There’s also the disruption cost — scheduling a delivery window, waiting for the machine, setting it up, and learning the new controls. For a family that does laundry daily, that’s a real inconvenience that a same-day repair eliminates.
A trustworthy technician tests the machine before recommending a repair. If you’re getting a quote without an explanation of what was tested and what failed, ask for one. A good technician can tell you exactly which component failed, why it failed, and what they found during the inspection. They should also be able to tell you honestly when a repair doesn’t make financial sense — and the best ones do, because their business depends on referrals and repeat customers, not on maximizing a single visit.
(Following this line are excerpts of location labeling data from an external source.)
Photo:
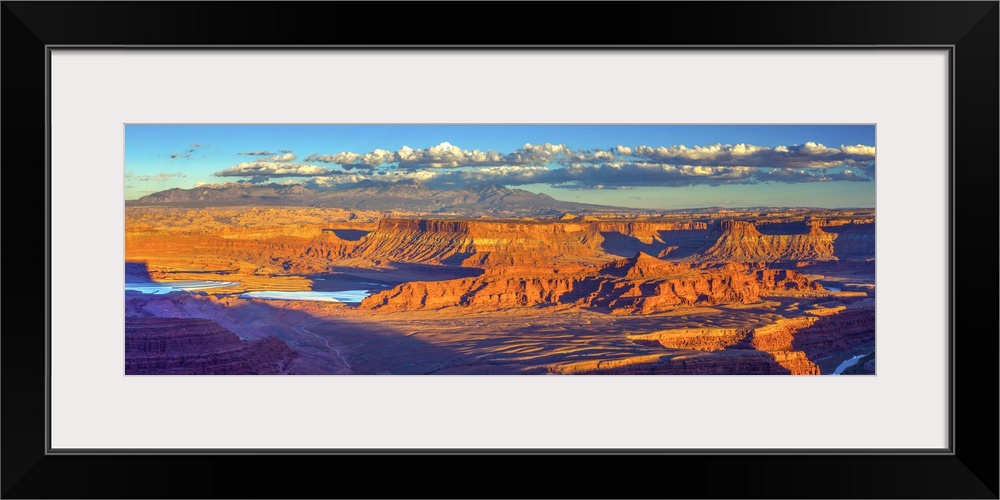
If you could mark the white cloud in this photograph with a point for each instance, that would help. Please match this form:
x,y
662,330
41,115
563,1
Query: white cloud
x,y
157,177
287,157
261,170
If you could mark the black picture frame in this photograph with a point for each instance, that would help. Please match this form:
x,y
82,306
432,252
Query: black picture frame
x,y
969,470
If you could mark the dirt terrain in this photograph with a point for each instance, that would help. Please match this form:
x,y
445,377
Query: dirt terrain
x,y
719,292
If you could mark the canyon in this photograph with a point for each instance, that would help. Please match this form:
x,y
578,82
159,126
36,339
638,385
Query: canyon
x,y
560,289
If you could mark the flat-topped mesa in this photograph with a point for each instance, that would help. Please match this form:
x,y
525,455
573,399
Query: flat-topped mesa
x,y
742,242
640,285
643,265
506,243
188,346
479,243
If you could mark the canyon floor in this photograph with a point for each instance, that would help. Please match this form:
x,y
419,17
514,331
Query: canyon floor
x,y
730,293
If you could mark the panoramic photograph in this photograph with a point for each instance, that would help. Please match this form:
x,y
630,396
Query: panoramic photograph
x,y
477,249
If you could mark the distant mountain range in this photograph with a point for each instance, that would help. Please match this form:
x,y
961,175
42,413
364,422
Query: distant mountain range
x,y
407,195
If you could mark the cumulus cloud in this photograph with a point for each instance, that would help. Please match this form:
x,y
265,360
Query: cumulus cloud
x,y
808,155
618,167
157,177
791,175
858,149
287,157
445,155
260,171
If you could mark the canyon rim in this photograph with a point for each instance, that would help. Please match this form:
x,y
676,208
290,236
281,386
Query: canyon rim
x,y
499,249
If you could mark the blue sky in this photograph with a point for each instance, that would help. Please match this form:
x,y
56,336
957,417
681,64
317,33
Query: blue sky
x,y
648,166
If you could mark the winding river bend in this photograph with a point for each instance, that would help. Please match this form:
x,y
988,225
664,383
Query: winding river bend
x,y
848,363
We tell homeowners to skip a repair regularly. If your machine is at the end of its useful life, spending money on it doesn’t serve you — and we’d rather give you honest advice than a repair bill that doesn’t make sense. That’s how we’ve built our business across Huntersville and the Lake Norman area over 12 years.
The 50% rule states that if the repair cost exceeds 50% of the price of a comparable new appliance, replacement is worth considering. It’s a useful starting point but works best when combined with the age of the machine — a $300 repair on a 2-year-old washer is clearly worth it, while the same repair on a 12-year-old machine near end of life deserves more careful consideration.
It depends on the repair and the machine’s condition. For inexpensive repairs like a thermal fuse, drain pump filter, or lid lock — yes, almost always. For expensive repairs like a control board or tub bearing on a 10-year-old budget machine in rough condition — probably not. A good technician will inspect the whole machine and give you an honest assessment, not just quote the one failed part.
Speed Queen is the gold standard for longevity and is worth repairing at a higher cost threshold than most brands. Whirlpool and Maytag mid-tier machines are well-built with inexpensive, widely available parts — solid repair value through most of their lifespan. LG and Samsung are capable machines but can have higher labor costs for certain repairs due to their disassembly requirements.
A mid-tier replacement washer or dryer typically costs $600–$1,100 for the unit, plus $150–$325 for delivery, installation, and haul-away. The true replacement cost is often $800–$1,400 once all factors are included — which changes the comparison with repair costs significantly.
Multiple repairs in a short period are a signal about the machine’s overall condition. If your washer has needed two or three repairs in the past 18 months, it’s worth having a technician inspect the full machine rather than just the latest failed component. We’ll tell you honestly if we think you’re approaching the point where replacement makes more sense than continuing to repair.